Re: solr multicore vs sharding vs 1 big collection

2015-08-02 Thread Shawn Heisey
On 8/2/2015 8:29 AM, Jay Potharaju wrote:
> The document contains around 30 fields and have stored set to true for
> almost 15 of them. And these stored fields are queried and updated all the
> time. You will notice that the deleted documents is almost 30% of the
> docs.  And it has stayed around that percent and has not come down.
> I did try optimize but that was disruptive as it caused search errors.
> I have been playing with merge factor to see if that helps with deleted
> documents or not. It is currently set to 5.
> 
> The server has 24 GB of memory out of which memory consumption is around 23
> GB normally and the jvm is set to 6 GB. And have noticed that the available
> memory on the server goes to 100 MB at times during a day.
> All the updates are run through DIH.

Using all availble memory is completely normal operation for ANY
operating system.  If you hold up Windows as an example of one that
doesn't ... it lies to you about "available" memory.  All modern
operating systems will utilize memory that is not explicitly allocated
for the OS disk cache.

The disk cache will instantly give up any of the memory it is using for
programs that request it.  Linux doesn't try to hide the disk cache from
you, but older versions of Windows do.  In the newer versions of Windows
that have the Resource Monitor, you can go there to see the actual
memory usage including the cache.

> Every day at least once i see the following error, which result in search
> errors on the front end of the site.
> 
> ERROR org.apache.solr.servlet.SolrDispatchFilter -
> null:org.eclipse.jetty.io.EofException
> 
> From what I have read these are mainly due to timeout and my timeout is set
> to 30 seconds and cant set it to a higher number. I was thinking maybe due
> to high memory usage, sometimes it leads to bad performance/errors.
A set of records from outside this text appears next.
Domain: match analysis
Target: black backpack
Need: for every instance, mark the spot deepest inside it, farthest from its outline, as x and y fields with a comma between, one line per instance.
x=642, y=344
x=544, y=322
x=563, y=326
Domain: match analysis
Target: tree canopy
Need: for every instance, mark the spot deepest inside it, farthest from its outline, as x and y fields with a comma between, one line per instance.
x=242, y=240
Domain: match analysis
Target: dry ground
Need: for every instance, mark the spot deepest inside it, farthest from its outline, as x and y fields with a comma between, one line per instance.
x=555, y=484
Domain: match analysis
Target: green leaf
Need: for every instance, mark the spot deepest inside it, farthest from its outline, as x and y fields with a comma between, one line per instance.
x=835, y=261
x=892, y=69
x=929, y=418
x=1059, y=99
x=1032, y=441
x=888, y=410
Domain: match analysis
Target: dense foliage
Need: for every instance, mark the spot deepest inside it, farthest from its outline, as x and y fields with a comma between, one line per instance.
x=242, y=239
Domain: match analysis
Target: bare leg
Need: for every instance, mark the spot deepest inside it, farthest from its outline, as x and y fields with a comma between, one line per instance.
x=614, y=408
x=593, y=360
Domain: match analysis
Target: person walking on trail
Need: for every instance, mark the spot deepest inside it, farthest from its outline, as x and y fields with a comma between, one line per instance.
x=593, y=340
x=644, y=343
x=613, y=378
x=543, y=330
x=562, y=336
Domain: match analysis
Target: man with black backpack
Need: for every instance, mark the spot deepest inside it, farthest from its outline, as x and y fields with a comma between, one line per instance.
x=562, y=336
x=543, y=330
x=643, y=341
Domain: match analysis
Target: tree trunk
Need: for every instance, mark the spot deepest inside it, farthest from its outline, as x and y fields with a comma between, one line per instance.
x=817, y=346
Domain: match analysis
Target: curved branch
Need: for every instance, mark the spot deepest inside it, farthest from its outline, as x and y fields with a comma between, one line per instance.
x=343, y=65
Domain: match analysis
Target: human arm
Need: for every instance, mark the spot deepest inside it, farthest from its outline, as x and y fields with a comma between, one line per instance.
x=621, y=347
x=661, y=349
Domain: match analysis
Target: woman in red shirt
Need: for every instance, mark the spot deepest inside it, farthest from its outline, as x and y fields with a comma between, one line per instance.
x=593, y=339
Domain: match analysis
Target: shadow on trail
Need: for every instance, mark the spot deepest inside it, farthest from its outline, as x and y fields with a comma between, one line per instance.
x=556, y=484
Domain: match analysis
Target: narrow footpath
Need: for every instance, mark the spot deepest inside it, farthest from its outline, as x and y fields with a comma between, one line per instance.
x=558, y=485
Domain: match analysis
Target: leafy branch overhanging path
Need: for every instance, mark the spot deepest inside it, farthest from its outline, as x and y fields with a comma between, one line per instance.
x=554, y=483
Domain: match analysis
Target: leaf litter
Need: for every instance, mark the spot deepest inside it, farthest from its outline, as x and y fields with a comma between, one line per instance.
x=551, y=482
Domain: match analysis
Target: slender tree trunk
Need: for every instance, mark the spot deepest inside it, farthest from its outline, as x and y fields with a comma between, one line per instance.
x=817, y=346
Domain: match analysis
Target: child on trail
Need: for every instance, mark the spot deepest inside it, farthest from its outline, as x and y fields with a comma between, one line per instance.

Although this error can be caused by timeouts, it has a specific
meaning.  It means that the client disconnected before Solr responded to
the request, so when Solr tried to respond (through jetty), it found a
closed TCP connection.

Client timeouts need to either be completely removed, or set to a value
much longer than any request will take.  Five minutes is a good starting
value.

If all your client timeout is set to 30 seconds and you are seeing
EofExceptions, that means that your requests are taking longer than 30
seconds, and you likely have some performance issues.  It's also
possible that some of your client timeouts are set a lot shorter than 30
seconds.

> My objective is to stop the errors, adding more memory to the server is not
> a good scaling strategy. That is why i was thinking maybe there is a issue
> with the way things are set up and need to be revisited.

You're right that adding more memory to the servers is not a good
scaling strategy for the general case ... but in this situation, I think
it might be prudent.  For your index and heap sizes, I would want the
company to pay for at least 32GB of RAM.

Having said that ... I've seen Solr installs work well with a LOT less
memory than the ideal.  I don't know that adding more memory is
necessary, unless your system (CPU, storage, and memory speeds) is
particularly slow.  Based on your document count and index size, your
documents are quite small, so I think your memory size is probably good
-- if the CPU, memory bus, and storage are very fast.  If one or more of
those subsystems aren't fast, then make up the difference with lots of
memory.

Some light reading, where you will learn why I think 32GB is an ideal
memory size for your system:

https://wiki.apache.org/solr/SolrPerformanceProblems

It is possible that your 6GB heap is not quite big enough for good
performance, or that your GC is not well-tuned.  These topics are also
discussed on that wiki page.  If you increase your heap size, then the
likelihood of needing more memory in the system becomes greater, because
there will be less memory available for the disk cache.

Thanks,
Shawn



Re: solr multicore vs sharding vs 1 big collection

2015-08-02 Thread Jay Potharaju
The document contains around 30 fields and have stored set to true for
almost 15 of them. And these stored fields are queried and updated all the
time. You will notice that the deleted documents is almost 30% of the
docs.  And it has stayed around that percent and has not come down.
I did try optimize but that was disruptive as it caused search errors.
I have been playing with merge factor to see if that helps with deleted
documents or not. It is currently set to 5.

The server has 24 GB of memory out of which memory consumption is around 23
GB normally and the jvm is set to 6 GB. And have noticed that the available
memory on the server goes to 100 MB at times during a day.
All the updates are run through DIH.

Every day at least once i see the following error, which result in search
errors on the front end of the site.

ERROR org.apache.solr.servlet.SolrDispatchFilter -
null:org.eclipse.jetty.io.EofException

>From what I have read these are mainly due to timeout and my timeout is set
to 30 seconds and cant set it to a higher number. I was thinking maybe due
to high memory usage, sometimes it leads to bad performance/errors.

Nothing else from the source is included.